Потеряла «карточки» школьная преподавательница М.М. Толкачева. «Милая Валентина Федоровна», – так начинается ее письмо директору школы. Это даже не прямая просьба, она лишь надеется, что пожалеют ее, узнав, как ей живется. И слова находятся особые, интимные, щемящие: «Что делать, ведь впереди почти месяц, а мы и 125 граммов не будем иметь. Верная смерть…Сестра от истощения лежит, и я еле передвигаюсь… Простите, если в чем виновата… Искренне любящая Вас М. Толкачева» [709] . Никаких канцелярских штампов, никаких ссылок на законы, инструкции, привилегии. В архиве одной из фабрик сохранилось несколько таких, лишенных налета официозности, обращений. Каждый подкрепляет их чем-то, что, как ему кажется, быстрее разжалобит администрацию. Один из просителей, коммунист, сообщил попутно, что сдал свой партбилет в партийный комитет, «чтобы не попал в руки врагу» – вероятно, рассчитывая, что это будет по достоинству оценено. Другой коммунист просил поместить в стационар жену, передав справку врача о том, что она нуждается в усиленном питании.
4
Обращались за помощью и дети, и подростки. Оставшись без поддержки родителей или потеряв их, они пытались выжить, как могли, как умели – а умели они немного [710] . Г.С. Егорову встретилась сидящая на крыльце двухлетняя девочка с куклой, которую предлагала прохожим: «Это моя кукла, но я хочу продать ее.

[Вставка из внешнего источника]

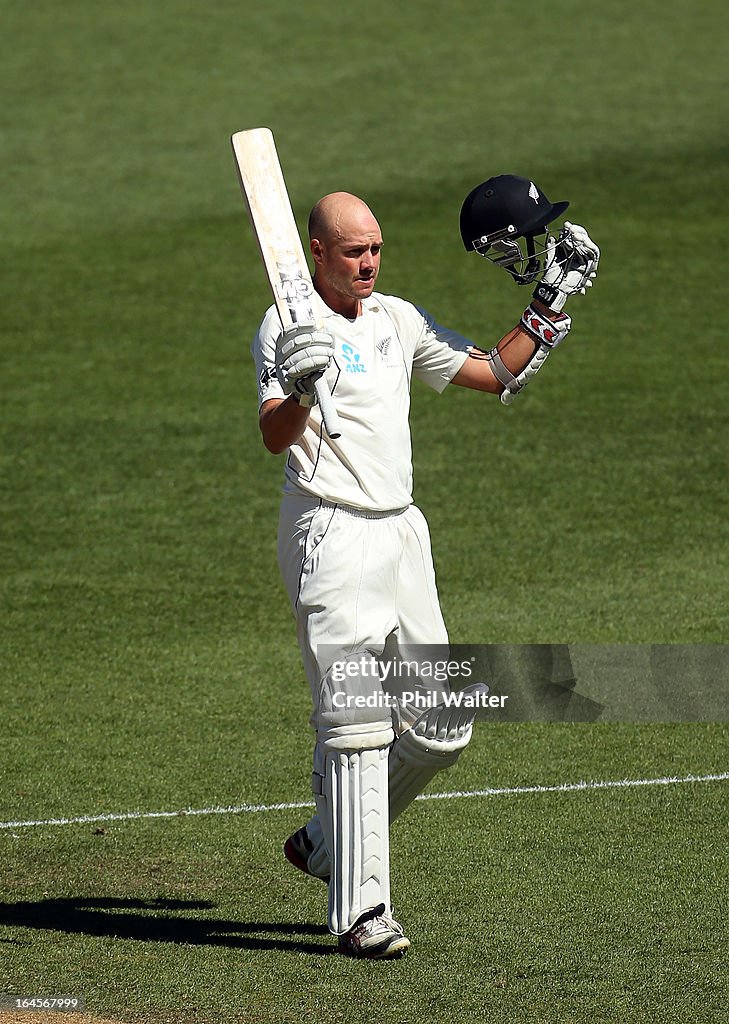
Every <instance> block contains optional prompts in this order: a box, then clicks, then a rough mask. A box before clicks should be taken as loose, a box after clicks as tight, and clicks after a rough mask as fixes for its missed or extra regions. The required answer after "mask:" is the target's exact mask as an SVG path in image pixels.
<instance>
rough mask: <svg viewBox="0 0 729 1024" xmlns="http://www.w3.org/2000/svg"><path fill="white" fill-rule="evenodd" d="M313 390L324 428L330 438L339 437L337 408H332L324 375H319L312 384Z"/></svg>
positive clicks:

Мама моя больна, я ничего не ела, хочу кушать, продам куклу за 100 гр. хлеба» [711] . Если кукла любимая, значит, она дорогая, а за дешевую вещь ничего не дадут – голодная девочка это знала.
Обратиться хоть к кому-нибудь, не разбирая, чужой это или родной, и не зная правил и обычаев, плакать и просить, чтобы их пожалели – что еще оставалось брошенным голодным детям? Директор ГИПХ П.П. Трофимов увидел одного из них на улице. Люди безразлично проходили мимо, и замерзавшая на лютом морозе девочка даже «не рыдала, а плакала однотонным плачем» [712] . Он подошел к ней, начал расспрашивать: «Почти не прерывая плача, жалобно повизгивая, сказала – я есть хочу».